In the UK we have Standards certificates and manufacturing safety standards which are tested and certified for any item that's allowed to be sold. Any cheap import without those standards is considerably more likely to be unsafe.

I would have thought that considering the high levels of safety that people talk about on this forum with regards to chemicals that the same standards and advice would apply to equipment that effectively attaches to a pair of bombs.

It's certainly something I'd consider for this kind of equipment over and above simply looking at how cheap it is mate. 

Jon


----------



## necromancer (Apr 2, 2014)

canada & the usa have the ULC & UL

http://www.ul.com/canada/eng/pages/

as long as its not shipped right from china you should be good


----------



## heliman4141 (Apr 3, 2014)

Regardless where the torch comes from it will need flashbacks min...and check valves is a good idea too on the torch head itself.
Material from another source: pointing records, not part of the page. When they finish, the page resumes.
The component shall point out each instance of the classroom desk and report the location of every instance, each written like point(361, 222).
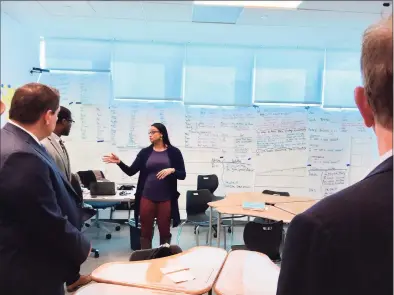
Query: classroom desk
point(109, 289)
point(236, 199)
point(296, 207)
point(116, 198)
point(247, 273)
point(271, 212)
point(205, 264)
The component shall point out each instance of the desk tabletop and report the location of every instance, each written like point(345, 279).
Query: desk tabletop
point(271, 212)
point(296, 207)
point(247, 273)
point(108, 289)
point(119, 197)
point(236, 199)
point(205, 264)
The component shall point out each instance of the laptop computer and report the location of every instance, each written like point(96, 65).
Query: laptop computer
point(105, 188)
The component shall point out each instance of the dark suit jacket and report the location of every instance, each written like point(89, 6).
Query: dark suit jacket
point(343, 244)
point(40, 241)
point(139, 165)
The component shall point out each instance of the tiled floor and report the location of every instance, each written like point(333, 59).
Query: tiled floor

Only hi-end brand name torch heads come with checkvalves built in but flashbacks are attached to the tanks between the lines & the regulators and will stop any issues with tanks ever exploding. Checkvalves would preserve the rubber lines from melting should a flashback occur however, so are nice to have also. Never ever operate anything that uses Oxy also with a seperate gas without flashbacks period ever. The local TSC Farmstor sells a very dangerous item, its the regular soldering propane tank set with a similar size Oxy tank ( the Oxy only holds 1.5 oz. of Oxy tho so is pretty much a rip off). This combo only has the valves to turn the gasses on & off at the head no regulators, no flasharrestors, & no checkvalves. Its a bomb waiting to blow with such small thin tanks. Some jewelers torches also do not have arrestors & need them additionally also as well as regulators min. Gas is the most dangerious of all welding devices far as malfunctions & explosions if not operated in proper secquence during use & shut downs.

Also want to make certain the tanks are secure in a stand or chained to a dolly so they can't fall over always.
If you do any auto work like brakes yourself etc.. a good quality torch will pay for itself quickly beyond just refining. You can repair metal handrails, braze, solder, its endless really and fun!
Who dosen't like to handle fire? LOL.. 8) 

Dave


----------



## Digitaria (Apr 20, 2014)

Hi Buzz - How'd you get on with your search for a new torch?
L.


----------